Observation 19 : Georges 94 ans.

Georges a 94 ans. Il a de la peine à accepter ma présence, tout en ayant à la fois envie de se confier au sujet de sa maladie.. Nous aurons deux entrevues, assez difficiles.

Il a été hospitalisé pour décompensation respiratoire: une pneumopathie infectieuse et une insuffisance cardiaque. Sur le plan physique, il a une autonomie restreinte du fait d’une coxarthrose majeure difficilement opérable dans le contexte poly pathologique. (selon le dossier des infirmiers)

Il est marié depuis vingt et un ans, avec sa deuxième femme. Ils ont eu trois enfants. Ils vivent actuellement dans la maison de leur fille où ils ont leur appartement.

Une infirmière vient deux jours par semaine ainsi qu’une aide ménagère. Ces indications seront données par son épouse qui est très présente auprès de son mari.

Peu à peu, Georges devient agressif verbalement. Il maugrée sur la nourriture, les soins, le personnel. Sa femme essaye par sa présence quotidienne de le calmer, de l’apaiser.

Puis, il cesse de parler, ne prononçant plus aucun mot.. L’équipe ne sait plus quelle attitude adoptée face à Georges.

Au bout de deux jours, il refuse la nourriture mixée. Il devient incontinent.

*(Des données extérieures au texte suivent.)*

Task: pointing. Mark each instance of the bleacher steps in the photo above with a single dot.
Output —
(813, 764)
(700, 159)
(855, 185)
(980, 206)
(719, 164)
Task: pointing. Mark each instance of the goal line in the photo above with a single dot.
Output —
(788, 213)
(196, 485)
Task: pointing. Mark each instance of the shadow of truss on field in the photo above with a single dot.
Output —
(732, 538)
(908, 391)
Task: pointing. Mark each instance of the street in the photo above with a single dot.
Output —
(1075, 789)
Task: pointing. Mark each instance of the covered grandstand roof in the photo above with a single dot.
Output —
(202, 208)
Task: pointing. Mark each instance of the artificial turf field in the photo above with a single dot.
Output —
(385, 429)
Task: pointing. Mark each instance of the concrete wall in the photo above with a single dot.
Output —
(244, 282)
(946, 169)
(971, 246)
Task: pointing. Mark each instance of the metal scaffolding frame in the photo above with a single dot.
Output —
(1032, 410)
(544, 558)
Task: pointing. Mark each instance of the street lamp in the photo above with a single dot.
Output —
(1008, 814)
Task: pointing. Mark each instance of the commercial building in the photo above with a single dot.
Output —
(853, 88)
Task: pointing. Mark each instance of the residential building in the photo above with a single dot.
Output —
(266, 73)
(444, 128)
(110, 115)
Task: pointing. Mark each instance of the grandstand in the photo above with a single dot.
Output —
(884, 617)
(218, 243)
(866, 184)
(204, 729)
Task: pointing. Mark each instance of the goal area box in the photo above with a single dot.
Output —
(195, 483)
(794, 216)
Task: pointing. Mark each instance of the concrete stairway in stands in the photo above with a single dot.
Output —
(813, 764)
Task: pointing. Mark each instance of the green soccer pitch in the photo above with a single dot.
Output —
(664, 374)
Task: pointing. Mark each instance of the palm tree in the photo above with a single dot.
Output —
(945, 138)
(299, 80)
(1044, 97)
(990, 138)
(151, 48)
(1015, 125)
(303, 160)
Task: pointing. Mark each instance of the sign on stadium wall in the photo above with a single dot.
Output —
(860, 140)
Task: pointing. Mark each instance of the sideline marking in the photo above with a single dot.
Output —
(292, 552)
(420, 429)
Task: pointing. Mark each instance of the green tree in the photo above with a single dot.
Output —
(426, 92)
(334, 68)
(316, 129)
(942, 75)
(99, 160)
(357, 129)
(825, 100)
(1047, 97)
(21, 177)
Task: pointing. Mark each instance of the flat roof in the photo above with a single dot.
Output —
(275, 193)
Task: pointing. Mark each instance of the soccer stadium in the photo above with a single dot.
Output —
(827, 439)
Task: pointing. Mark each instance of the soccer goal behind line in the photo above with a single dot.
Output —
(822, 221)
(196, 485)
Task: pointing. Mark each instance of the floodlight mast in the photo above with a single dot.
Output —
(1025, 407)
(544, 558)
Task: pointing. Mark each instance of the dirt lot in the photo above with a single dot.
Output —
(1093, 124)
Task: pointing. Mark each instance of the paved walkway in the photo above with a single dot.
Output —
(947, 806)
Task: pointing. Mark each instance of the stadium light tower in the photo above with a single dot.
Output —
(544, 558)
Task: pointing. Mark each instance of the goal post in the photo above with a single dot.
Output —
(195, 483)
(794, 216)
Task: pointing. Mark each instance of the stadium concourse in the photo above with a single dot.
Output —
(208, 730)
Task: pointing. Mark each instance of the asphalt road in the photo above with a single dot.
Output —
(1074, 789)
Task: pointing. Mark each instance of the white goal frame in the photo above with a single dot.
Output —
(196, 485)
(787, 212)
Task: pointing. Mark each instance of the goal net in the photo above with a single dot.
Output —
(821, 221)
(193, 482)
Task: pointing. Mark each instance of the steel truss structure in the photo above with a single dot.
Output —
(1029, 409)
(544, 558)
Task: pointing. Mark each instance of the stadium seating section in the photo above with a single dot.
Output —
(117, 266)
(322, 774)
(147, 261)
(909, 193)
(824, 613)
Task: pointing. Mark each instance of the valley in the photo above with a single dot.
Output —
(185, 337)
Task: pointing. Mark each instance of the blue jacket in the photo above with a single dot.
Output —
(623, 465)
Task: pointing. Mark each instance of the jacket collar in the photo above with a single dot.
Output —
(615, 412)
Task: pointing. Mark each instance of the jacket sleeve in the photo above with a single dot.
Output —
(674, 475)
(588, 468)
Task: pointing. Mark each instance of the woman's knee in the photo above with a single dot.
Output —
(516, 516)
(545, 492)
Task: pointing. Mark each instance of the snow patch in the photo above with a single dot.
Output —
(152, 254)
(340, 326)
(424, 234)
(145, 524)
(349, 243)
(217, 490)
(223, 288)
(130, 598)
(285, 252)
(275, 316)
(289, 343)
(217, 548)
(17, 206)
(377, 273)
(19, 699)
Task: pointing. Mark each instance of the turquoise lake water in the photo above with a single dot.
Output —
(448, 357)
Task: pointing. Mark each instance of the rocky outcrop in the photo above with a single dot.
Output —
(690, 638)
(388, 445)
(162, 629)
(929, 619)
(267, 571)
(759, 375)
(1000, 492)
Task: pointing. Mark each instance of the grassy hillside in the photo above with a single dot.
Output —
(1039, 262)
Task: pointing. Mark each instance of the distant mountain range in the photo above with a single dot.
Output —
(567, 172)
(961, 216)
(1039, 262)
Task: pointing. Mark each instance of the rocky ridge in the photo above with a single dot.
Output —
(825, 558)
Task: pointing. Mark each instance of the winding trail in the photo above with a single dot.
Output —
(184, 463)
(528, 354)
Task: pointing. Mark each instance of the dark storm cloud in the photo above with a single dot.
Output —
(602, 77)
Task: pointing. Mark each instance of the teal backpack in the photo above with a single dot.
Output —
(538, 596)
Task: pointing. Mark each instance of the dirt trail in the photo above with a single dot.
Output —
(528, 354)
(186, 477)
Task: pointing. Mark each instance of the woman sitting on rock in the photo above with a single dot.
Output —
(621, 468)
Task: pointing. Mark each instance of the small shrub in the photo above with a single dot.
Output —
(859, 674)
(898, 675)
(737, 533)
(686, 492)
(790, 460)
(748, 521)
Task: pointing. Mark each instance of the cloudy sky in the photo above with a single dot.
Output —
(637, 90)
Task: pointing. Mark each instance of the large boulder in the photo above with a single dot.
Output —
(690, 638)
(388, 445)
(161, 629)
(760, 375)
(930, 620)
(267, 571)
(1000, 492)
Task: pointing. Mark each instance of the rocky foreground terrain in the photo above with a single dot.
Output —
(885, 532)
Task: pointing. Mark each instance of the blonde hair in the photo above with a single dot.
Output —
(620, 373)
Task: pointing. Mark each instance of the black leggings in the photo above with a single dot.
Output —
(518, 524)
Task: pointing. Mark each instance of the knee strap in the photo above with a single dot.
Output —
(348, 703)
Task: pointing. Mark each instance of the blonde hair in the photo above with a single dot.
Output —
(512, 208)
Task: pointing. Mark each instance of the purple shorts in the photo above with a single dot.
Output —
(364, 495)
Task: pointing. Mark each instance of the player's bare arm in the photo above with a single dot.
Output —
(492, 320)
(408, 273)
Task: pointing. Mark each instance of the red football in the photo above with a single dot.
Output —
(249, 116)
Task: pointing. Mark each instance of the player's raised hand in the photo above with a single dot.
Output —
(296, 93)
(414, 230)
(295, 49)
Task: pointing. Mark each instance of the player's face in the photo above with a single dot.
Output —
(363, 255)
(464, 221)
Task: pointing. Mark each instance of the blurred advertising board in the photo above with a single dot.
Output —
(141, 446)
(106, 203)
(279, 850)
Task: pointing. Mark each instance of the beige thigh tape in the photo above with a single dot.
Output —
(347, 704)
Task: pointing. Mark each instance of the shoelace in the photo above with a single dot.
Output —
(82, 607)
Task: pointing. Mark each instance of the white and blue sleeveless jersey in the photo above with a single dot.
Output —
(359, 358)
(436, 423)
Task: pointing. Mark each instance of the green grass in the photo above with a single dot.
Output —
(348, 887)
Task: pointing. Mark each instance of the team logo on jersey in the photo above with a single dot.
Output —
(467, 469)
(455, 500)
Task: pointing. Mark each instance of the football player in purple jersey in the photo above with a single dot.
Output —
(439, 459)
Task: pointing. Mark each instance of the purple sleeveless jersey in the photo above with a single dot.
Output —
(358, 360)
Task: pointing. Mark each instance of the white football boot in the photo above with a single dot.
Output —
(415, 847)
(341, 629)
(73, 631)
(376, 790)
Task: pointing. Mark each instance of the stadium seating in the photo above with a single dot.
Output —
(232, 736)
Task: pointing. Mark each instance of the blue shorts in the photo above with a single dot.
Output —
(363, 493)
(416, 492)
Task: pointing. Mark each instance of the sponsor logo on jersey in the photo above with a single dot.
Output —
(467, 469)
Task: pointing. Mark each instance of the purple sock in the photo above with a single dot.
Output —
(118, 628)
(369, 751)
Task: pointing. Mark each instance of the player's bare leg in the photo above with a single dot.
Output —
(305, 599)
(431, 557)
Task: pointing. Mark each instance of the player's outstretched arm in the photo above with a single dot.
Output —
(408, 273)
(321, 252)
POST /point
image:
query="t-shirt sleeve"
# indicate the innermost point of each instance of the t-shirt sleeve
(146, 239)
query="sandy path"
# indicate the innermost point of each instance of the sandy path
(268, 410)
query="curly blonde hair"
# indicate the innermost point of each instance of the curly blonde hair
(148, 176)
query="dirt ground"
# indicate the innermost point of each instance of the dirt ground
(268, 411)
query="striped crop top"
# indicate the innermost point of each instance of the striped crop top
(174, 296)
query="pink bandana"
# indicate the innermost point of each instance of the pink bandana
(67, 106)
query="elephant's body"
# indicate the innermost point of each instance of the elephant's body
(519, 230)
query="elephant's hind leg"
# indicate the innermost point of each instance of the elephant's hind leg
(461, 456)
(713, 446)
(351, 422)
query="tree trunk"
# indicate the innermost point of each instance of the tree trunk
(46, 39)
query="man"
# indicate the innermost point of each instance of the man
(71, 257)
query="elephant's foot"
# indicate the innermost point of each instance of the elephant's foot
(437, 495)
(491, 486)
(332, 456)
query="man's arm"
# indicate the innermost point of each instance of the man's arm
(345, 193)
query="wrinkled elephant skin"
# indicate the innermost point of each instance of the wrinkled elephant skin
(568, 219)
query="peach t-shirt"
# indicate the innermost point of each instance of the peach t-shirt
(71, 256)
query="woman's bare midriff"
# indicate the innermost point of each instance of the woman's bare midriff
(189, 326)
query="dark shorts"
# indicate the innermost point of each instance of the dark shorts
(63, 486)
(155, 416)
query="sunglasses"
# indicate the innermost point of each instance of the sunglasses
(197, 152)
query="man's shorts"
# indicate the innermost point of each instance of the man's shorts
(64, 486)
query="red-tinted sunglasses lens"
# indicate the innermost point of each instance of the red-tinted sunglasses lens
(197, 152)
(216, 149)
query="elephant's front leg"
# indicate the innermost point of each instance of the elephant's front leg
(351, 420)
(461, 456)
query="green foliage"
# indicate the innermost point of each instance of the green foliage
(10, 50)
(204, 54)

Il refuse la prise de sang ainsi que les comprimés. . Il s’oppose avec force à l’équipe :

- "foutez-moi la paix"

Un essai est fait pour la prise des repas en salle à manger. L'équipe espère que le contact avec d’autres résidents peut influencer son comportement. Georges recrache alors la nourriture et serre les dents pour qu’on le ramène dans sa chambre. Il ne boit que très peu. La famille demande à l’équipe de ne pas le forcer à manger.

Il refuse tout : soins, toilettes, boissons, nourritures. Pourtant, en présence d’une de ses filles, il acceptera une fois les soins et la toilette. Sinon, il arrache les intraveineuses, refuse la perfusion. Il veut prendre la décision de sa vie et de sa mort.

Depuis son arrivée dans le service, le problème pulmonaire semble résolu. L'équipe est confrontée à des troubles du comportement, à une opposition. Il refuse d’ouvrir les yeux, tourne la tête lorsqu’on lui parle et ne répond que par des mimiques de la bouche ou bien en haussant les épaules. Si un soignant insiste, il raconte qu’il adore se faire examiner par les femmes car il est un ancien marin.

Il semble serein (sourire sur les lèvres) lorsqu'on le laisse tranquille.

Il ouvre la bouche pour dire bonjour à ses petits-enfants et à ses enfants qui sont très présents.

La situation est étonnante : il est régulièrement assis dans son lit, regarde la télévision, il refuse l’alimentation, refuse la parole avec le médecin, les soignants et moi-même. Il semble déterminé dans sa décision.

Il décède après un mois d’hospitalisation.